Graft vs Host Disease Clinical Trial
Official title:
A Pediatric Phase I Pharmacokinetic Study Using Anti Tumor Necrosis Factor Antibody (Infliximab) for Treatment of Acute Graft Versus Host Disease
| Verified date | December 2007 |
| Source | Emory University |
| Contact | n/a |
| Is FDA regulated | No |
| Health authority | United States: Food and Drug Administration |
| Study type | Interventional |
Acute graft versus host disease (GVHD) remains one of the most significant and potentially
lethal complications of allogeneic bone marrow transplantation. Depending upon the type of
transplant, the incidence of acute GVHD varies between 20 - 50% in related donor
transplants, or as high as 70 - 90% in unrelated donor transplants. Acute GVHD affects the
skin, liver and gastrointestinal (GI) tract and usually occurs within 20 - 40 days of the
bone marrow infusion.
Steroids are the standard initial treatment of acute GVHD, with approximately 50% of the
patients either free of disease or requiring no further therapy. In the remaining patients,
the GVHD either does not respond or it comes back during the tapering of steroids. These
patients have a much worse prognosis with a mortality rate greater than 70%. Studies using
additional agents such as antithymocyte globulin (ATG), monoclonal antibodies, and
anti-lymphocyte globulin showed no improvement over the use of steroids alone. This leads
the investigators to look for new immunosuppressive agents that can reduce the risk and
severity of acute GVHD.
The major purpose of this study is to evaluate the way the body uses and absorbs (the
pharmacokinetic profile) a drug called anti tumor necrosis factor antibody (infliximab) for
the treatment of acute GVHD. Infliximab is currently indicated for the treatment of
immunologic-based diseases (rheumatoid arthritis, moderately to severely active Crohn's
disease, and fistulizing Crohn's disease), assuming patients have had inadequate responses
to conventional therapy. It is not approved for the treatment of GVHD.

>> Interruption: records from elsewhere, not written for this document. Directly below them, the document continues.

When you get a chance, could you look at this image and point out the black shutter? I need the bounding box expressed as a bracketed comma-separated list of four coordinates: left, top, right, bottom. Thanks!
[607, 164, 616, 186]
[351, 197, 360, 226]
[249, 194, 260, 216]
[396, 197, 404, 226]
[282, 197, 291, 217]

This is a Phase I pharmacokinetic study that is coordinated by the Pediatric Blood and
Marrow Transplant Consortium (PBMTC). The study will be conducted in the Blood and Marrow
Transplantation (BMT) program at Children's Healthcare of Atlanta - Egleston, Emory
University Department of Pediatrics. The goal is to enroll 1 - 2 patients on this study;
accrual will be via the BMT program. Eligible patients must be less than 18 years of age.
Patients with newly diagnosed acute GVHD will be able to participate in the study. Patients
will receive a single dose of infliximab in the clinic. Since this is a Phase I study, the
patients will have blood samples drawn to measure the pharmacokinetics of the drug. A total
of 16 blood samples will be drawn over 84 days. The samples will be labeled with a code,
processed, frozen, and then sent in a batch to the PBMTC designated laboratory for testing.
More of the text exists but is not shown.